L’éditorialiste se réjouit néanmoins de l’amélioration sensible de la situation en matière d’emploi. Après plusieurs décennies d’impuissance publique en ce domaine, il se dit même effaré de l’indifférence apparente de l’opinion française à ce sujet. Plus généralement, il déplore que les médias ignorent à ce point les bonnes nouvelles. Un exemple parmi bien d’autres : contre les prévisions les plus pessimistes, notre pays a réussi très vite à supprimer sa dépendance au gaz russe. « L’essentiel fonctionne plutôt bien chez nous, quoi qu’on en dise, même s’il existe des irritants dans bien des domaines : les services publics, l’état de l’hôpital, etc. »

Ainsi la France apparait-elle bien plus stressée que nécessaire et nos compatriotes se sentent-ils plus malheureux qu’ils ne convient.
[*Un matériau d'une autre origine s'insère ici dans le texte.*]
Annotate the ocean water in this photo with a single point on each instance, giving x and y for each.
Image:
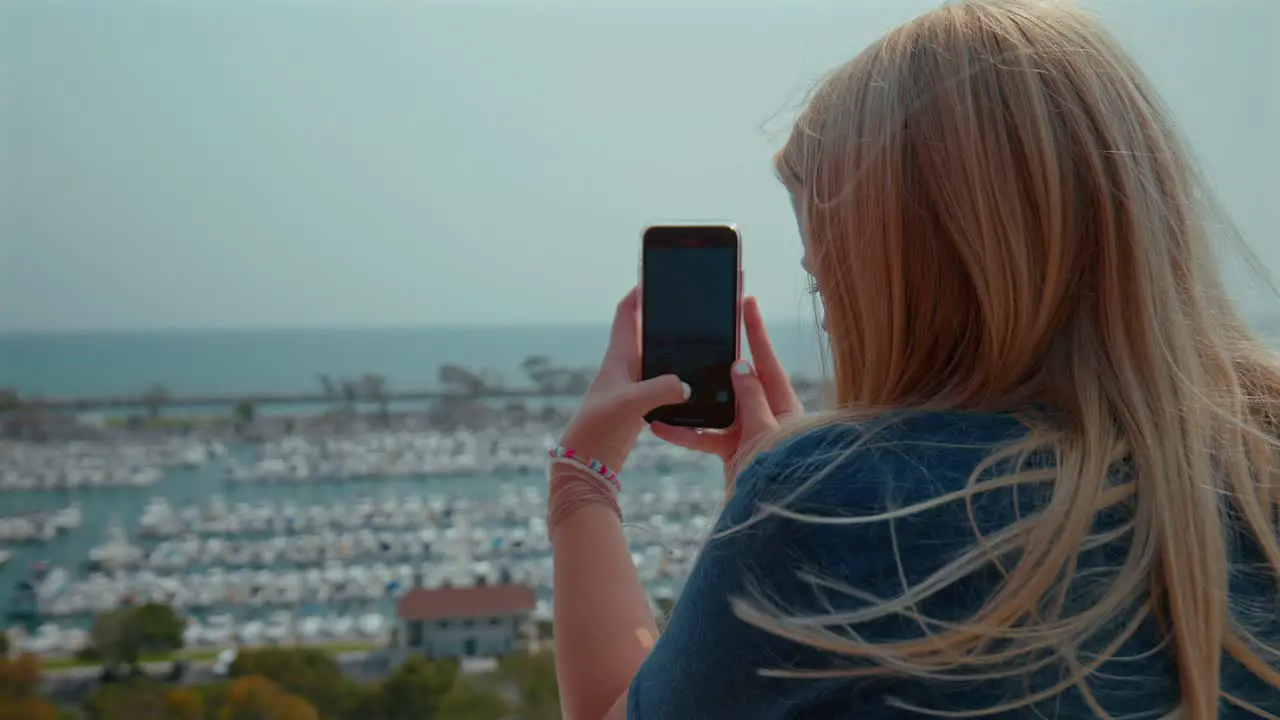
(225, 361)
(232, 361)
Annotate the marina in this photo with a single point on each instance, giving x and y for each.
(311, 538)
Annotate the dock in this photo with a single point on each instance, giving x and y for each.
(260, 399)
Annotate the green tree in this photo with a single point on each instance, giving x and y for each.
(415, 689)
(469, 700)
(114, 636)
(306, 673)
(159, 628)
(243, 414)
(535, 677)
(124, 634)
(254, 697)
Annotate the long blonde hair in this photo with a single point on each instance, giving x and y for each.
(1000, 213)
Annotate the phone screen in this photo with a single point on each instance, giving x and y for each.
(690, 319)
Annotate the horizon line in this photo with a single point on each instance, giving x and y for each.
(332, 328)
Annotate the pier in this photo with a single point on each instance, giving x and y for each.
(145, 401)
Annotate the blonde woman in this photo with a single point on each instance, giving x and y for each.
(1048, 486)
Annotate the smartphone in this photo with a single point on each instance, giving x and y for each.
(690, 314)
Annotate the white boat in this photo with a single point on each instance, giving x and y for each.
(115, 551)
(371, 624)
(251, 632)
(310, 627)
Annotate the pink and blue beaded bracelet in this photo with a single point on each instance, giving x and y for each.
(599, 470)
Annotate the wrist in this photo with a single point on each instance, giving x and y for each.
(592, 446)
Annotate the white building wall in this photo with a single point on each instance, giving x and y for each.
(481, 637)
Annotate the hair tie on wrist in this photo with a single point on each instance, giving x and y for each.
(567, 456)
(574, 490)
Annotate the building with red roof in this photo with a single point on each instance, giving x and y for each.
(462, 621)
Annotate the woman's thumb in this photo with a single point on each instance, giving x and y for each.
(753, 408)
(657, 392)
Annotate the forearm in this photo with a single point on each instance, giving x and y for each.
(603, 625)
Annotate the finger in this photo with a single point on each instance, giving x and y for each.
(690, 438)
(656, 392)
(754, 415)
(625, 333)
(777, 388)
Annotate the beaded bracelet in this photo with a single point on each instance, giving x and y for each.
(563, 455)
(574, 491)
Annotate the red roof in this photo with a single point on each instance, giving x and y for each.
(478, 601)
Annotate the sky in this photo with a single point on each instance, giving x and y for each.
(247, 164)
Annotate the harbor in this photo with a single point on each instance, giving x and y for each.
(307, 528)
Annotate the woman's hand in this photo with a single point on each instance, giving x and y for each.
(612, 414)
(764, 399)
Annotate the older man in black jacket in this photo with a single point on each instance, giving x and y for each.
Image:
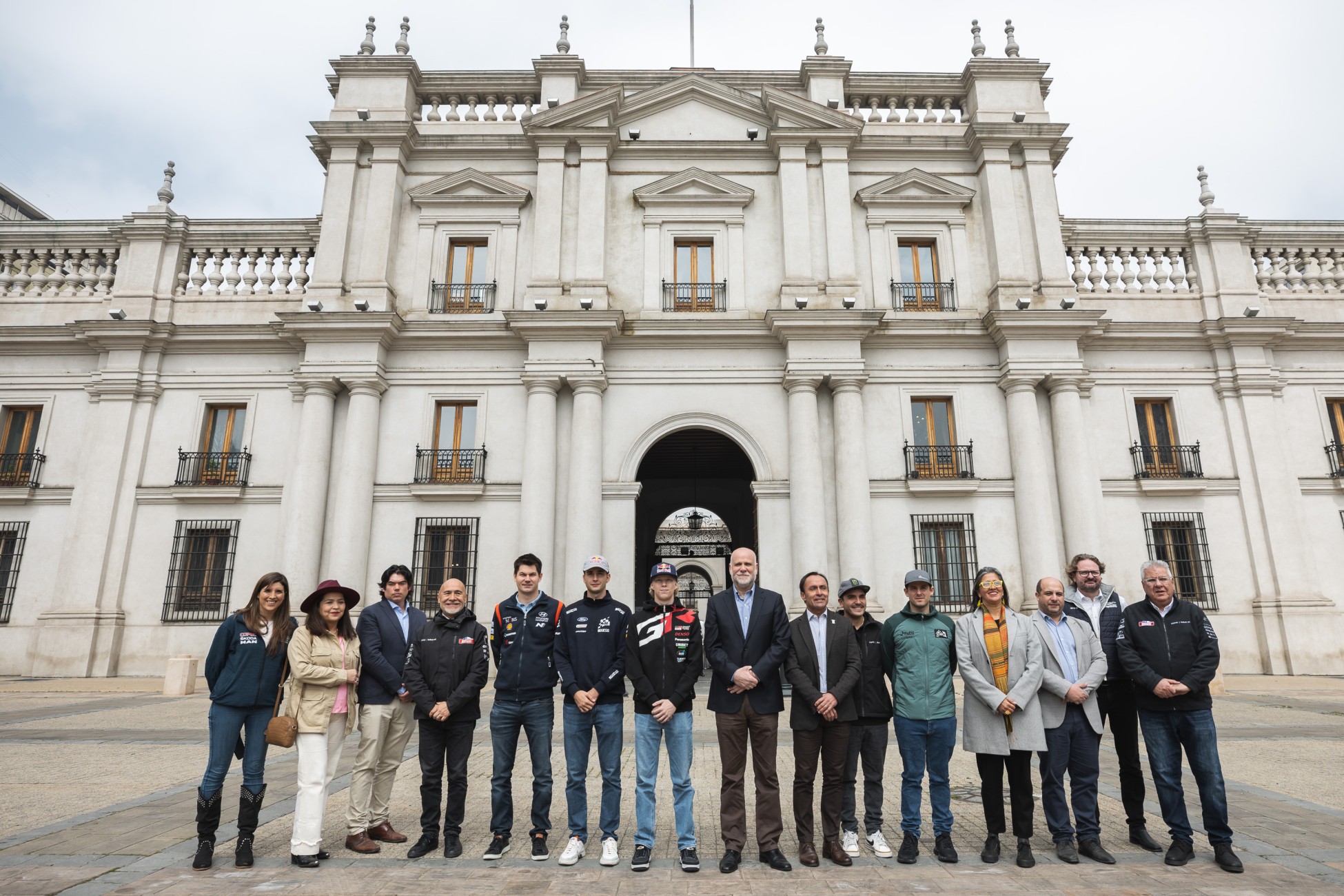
(1170, 649)
(445, 671)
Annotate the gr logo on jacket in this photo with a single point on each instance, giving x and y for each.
(591, 648)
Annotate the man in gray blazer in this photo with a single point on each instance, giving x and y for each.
(1075, 665)
(823, 666)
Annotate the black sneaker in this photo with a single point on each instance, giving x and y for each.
(499, 845)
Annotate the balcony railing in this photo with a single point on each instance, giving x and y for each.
(695, 297)
(1335, 451)
(449, 465)
(21, 471)
(461, 298)
(940, 462)
(213, 468)
(924, 297)
(1167, 461)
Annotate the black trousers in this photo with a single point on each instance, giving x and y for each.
(1116, 700)
(1019, 791)
(444, 743)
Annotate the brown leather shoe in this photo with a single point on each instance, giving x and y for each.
(362, 844)
(833, 851)
(386, 835)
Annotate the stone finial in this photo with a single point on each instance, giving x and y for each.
(977, 46)
(165, 191)
(564, 43)
(403, 43)
(366, 46)
(1011, 50)
(1206, 195)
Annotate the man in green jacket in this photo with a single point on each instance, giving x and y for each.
(919, 655)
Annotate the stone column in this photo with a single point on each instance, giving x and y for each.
(1037, 540)
(584, 515)
(806, 492)
(305, 495)
(354, 516)
(854, 515)
(1079, 491)
(537, 516)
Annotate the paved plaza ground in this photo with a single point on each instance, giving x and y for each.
(100, 777)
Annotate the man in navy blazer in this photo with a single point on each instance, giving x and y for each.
(386, 712)
(746, 640)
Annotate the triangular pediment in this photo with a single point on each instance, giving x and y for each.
(914, 187)
(694, 187)
(469, 187)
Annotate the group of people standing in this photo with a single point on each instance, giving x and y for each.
(1042, 684)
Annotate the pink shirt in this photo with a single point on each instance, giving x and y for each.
(343, 692)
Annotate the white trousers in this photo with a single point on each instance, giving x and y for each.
(319, 754)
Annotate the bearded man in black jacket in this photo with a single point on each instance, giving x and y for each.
(445, 671)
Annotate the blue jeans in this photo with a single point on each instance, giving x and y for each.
(925, 743)
(1073, 747)
(226, 723)
(578, 737)
(1164, 735)
(648, 733)
(507, 719)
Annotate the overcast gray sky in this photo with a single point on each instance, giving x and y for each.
(96, 96)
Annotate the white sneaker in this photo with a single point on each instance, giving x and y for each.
(573, 852)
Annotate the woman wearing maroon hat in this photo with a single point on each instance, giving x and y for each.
(324, 658)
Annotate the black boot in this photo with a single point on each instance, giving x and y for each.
(207, 822)
(249, 806)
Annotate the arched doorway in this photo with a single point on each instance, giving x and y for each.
(693, 468)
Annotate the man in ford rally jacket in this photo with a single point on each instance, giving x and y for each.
(1170, 649)
(591, 658)
(663, 660)
(445, 671)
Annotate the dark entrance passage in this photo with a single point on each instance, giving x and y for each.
(693, 468)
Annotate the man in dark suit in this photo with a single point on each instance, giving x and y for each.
(386, 712)
(746, 640)
(823, 666)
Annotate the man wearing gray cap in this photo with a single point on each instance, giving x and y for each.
(919, 652)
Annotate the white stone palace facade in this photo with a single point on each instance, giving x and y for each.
(546, 309)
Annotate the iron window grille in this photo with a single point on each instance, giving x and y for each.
(695, 297)
(12, 536)
(924, 296)
(201, 571)
(1179, 540)
(945, 547)
(445, 549)
(451, 465)
(22, 471)
(461, 298)
(940, 461)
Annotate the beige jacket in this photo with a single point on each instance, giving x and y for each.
(316, 666)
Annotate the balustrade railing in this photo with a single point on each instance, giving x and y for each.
(21, 471)
(1165, 461)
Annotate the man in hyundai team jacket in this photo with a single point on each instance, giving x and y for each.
(663, 660)
(523, 642)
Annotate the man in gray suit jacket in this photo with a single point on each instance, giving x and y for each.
(823, 666)
(1075, 665)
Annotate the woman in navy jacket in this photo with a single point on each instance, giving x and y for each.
(242, 669)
Pourquoi cette déprime nationale, qui constitue un point de fragilité propre à notre pays ? Parce que l’actualité du monde nous brinqueballe de crise en crise et constitue un puissant « ascenseur émotionnel » : crise financière, attentats, pandémie, Ukraine. Mais aussi parce que n’avons plus de « récit collectif » à partager : « nous ne savons plus trop bien ce qui nous rassemble ». D’où cette part d’incertitude pour l’avenir. La France parviendra-t-elle à éviter la tentation du populisme, comme y ont cédé les Etats-Unis (avec Trump), la Grande-Bretagne (avec le Brexit) ou l’Italie (avec Méloni) ? En serons-nous préservés, comme l’Allemagne ? Sommes-nous, à ce sujet, en avance ou en retard de phase ? Constatant que l’extrême-gauche ne cesse de « faire la courte échelle » à l’extrême-droite, Dominique Seux ne cache pas son inquiétude à ce sujet.